In government, he claims the Ministry of Public Security. As the savior of the Israeli right, he is in many ways its driving force. “His Jewish supremacy is at the center of the right today, not on the fringes. It crosses Netanyahu’s Likud, whose ideology has become deadened,” says left-wing philosopher Assaf Sharon, who grew up in a religious colony. This provokes an examination of conscience in Israel: what is Jewish fascism? How did the “Jewish and democratic state” come about?

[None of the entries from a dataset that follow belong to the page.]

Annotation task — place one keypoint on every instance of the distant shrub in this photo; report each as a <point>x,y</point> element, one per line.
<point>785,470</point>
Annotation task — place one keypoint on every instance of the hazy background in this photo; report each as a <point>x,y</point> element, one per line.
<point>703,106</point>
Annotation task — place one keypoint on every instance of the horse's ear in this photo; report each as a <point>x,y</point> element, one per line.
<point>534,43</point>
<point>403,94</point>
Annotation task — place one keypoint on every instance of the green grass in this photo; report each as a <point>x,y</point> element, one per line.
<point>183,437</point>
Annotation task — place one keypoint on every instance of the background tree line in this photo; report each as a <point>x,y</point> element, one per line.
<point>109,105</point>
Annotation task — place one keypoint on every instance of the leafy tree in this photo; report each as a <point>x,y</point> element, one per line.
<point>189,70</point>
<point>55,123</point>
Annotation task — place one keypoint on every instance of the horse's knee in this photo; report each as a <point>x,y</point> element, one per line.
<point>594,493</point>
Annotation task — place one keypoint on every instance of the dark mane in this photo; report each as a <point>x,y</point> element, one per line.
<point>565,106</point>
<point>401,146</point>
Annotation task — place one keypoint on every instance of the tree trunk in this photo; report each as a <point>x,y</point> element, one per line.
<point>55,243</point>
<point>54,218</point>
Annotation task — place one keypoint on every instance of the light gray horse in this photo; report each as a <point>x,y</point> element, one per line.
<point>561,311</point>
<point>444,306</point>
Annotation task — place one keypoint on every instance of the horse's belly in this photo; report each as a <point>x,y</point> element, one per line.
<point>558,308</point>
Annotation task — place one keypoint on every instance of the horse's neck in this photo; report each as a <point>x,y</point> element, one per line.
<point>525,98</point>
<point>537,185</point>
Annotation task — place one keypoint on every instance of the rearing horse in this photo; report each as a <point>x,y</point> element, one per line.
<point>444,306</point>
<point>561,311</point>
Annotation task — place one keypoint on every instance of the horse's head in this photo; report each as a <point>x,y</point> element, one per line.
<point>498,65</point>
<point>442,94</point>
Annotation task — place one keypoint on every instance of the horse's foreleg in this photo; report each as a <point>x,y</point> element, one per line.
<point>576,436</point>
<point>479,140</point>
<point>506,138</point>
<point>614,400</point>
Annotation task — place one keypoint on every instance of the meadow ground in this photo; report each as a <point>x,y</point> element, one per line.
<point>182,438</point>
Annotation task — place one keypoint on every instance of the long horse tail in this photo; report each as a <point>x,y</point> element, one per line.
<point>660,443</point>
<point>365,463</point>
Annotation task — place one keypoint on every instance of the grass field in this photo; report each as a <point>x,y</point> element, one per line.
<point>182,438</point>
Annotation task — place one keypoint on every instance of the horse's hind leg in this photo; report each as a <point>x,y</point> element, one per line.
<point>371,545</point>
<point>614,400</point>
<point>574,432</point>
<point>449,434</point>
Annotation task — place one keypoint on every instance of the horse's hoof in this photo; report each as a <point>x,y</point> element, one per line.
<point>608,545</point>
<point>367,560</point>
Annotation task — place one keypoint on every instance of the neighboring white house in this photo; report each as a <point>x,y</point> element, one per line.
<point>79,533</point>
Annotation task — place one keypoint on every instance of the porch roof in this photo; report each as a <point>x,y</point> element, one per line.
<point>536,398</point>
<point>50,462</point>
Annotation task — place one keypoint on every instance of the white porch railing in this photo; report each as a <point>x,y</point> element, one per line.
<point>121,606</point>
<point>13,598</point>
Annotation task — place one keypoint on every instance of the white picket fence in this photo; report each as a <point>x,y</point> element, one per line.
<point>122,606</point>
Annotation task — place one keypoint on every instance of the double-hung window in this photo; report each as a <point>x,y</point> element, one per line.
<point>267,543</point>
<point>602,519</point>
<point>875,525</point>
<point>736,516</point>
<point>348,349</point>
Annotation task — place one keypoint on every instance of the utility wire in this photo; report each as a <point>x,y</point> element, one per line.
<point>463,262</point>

Itamar Ben Gvir was born in Mevasseret Zion, a suburb of Jerusalem, to a father from Iraqi Kurdistan into a middle-class family and took to the streets as a teenager in the early 1990s, the militants of Rabbi Meir Kahane. This American extremist, who got into trouble with his country’s judiciary, was elected to the Knesset in 1984. At the beginning of the first intifada in December 1987, he was forbidden to represent himself. His Kach party was banned and then declared a terrorist organization – like the Jewish Defense League in the United States.

A hero in his neighborhood

In this universe, Mr. Ben Gvir finds family “and much love for the Jewish people.” When Baroukh Goldstein murdered twenty-nine Palestinians at the tomb of the Hebron Patriarchs in 1994, he was celebrating a hero. Until last year, his portrait hung in his home under this verse from the Bible (Numbers 25:13): “Because he was moved by a jealous ardor for his God, and performed the rite of atonement for the children of Israel,” which included a eulogy complete the zealot Phinehas.